The most common type of information about places is in the form of a time series. Each time series is a set of observations, across a set of time periods, about a combination of a place and a variable (also called statistical variable) from a particular source. As an example, here is the median income in Berkeley, CA over a period of ten years, according to the US Census Bureau.

See the sample queries about Places and Properties of Places to explore further.

Statistical Variables

DC contains over 90,000 distinct variables, a.k.a. ‘statistical variables’, all of whom can be explored in the statistical variable explorer tool. Not all places have observations corresponding to every one of these variables. For example the Average Retail Price of Electricity is available for all States in the US but this information is not available at the City or County level like it is for the Count of Households with no Health Insurance . The Map and timeline tools can not only be for visualizations, but also for determining what variables are available for a given geography. To do so, visit the Map Explorer, type the name of a geographic region like “United States” or “India” and select an administrative entity level (place type) from the dropdown on the right. You will notice the Statistical Variables on the left pane filtered to the relevant set only.

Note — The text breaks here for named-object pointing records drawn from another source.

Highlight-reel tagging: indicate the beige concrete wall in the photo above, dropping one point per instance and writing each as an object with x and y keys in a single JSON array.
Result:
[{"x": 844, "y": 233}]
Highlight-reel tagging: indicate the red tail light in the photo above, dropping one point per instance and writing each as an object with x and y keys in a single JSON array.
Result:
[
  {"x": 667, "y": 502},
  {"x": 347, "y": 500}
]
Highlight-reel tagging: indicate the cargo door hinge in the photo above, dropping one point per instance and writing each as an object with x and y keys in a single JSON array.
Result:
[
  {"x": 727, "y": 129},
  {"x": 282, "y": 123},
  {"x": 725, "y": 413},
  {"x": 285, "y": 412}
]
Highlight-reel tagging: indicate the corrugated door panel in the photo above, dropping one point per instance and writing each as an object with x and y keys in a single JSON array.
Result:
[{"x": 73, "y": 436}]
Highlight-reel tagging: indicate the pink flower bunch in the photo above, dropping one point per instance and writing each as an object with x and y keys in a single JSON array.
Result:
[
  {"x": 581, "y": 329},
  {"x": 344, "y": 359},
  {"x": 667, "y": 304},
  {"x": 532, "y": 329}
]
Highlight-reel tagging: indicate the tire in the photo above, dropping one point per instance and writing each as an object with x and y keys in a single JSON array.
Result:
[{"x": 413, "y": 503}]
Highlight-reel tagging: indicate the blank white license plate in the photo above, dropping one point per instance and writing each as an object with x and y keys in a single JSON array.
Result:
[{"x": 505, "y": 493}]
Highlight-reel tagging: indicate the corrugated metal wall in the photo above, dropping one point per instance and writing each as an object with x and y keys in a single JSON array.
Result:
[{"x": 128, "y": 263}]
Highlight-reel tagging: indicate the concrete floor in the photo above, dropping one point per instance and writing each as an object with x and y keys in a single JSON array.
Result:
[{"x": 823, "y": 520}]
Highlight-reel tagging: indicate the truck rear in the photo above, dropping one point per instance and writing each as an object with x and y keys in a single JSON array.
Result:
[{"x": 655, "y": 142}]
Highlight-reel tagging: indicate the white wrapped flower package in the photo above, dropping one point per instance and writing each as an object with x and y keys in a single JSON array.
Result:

See the sample queries section to experiment with variables.

Data Sources

Often different sources provide data for the same variable. As an example, sources for a given series can be seen for Life Expectancy in the Statistical Variable Explorer. Life Expectancy data in DC is sourced from the World bank and Organization for Economic Co-operation and Development (OECD), and the same place can have data from both sources. You can select the data source in the Map View or Timeline visualization by clicking on the Select Source button below the chart. For example, in the Map View for Life Expectancy in all countries of the world.

See the sample queries about Properties of Places to see how to filter by source. Sources are named and as shown in the sample queries, we can specify a source, if needed.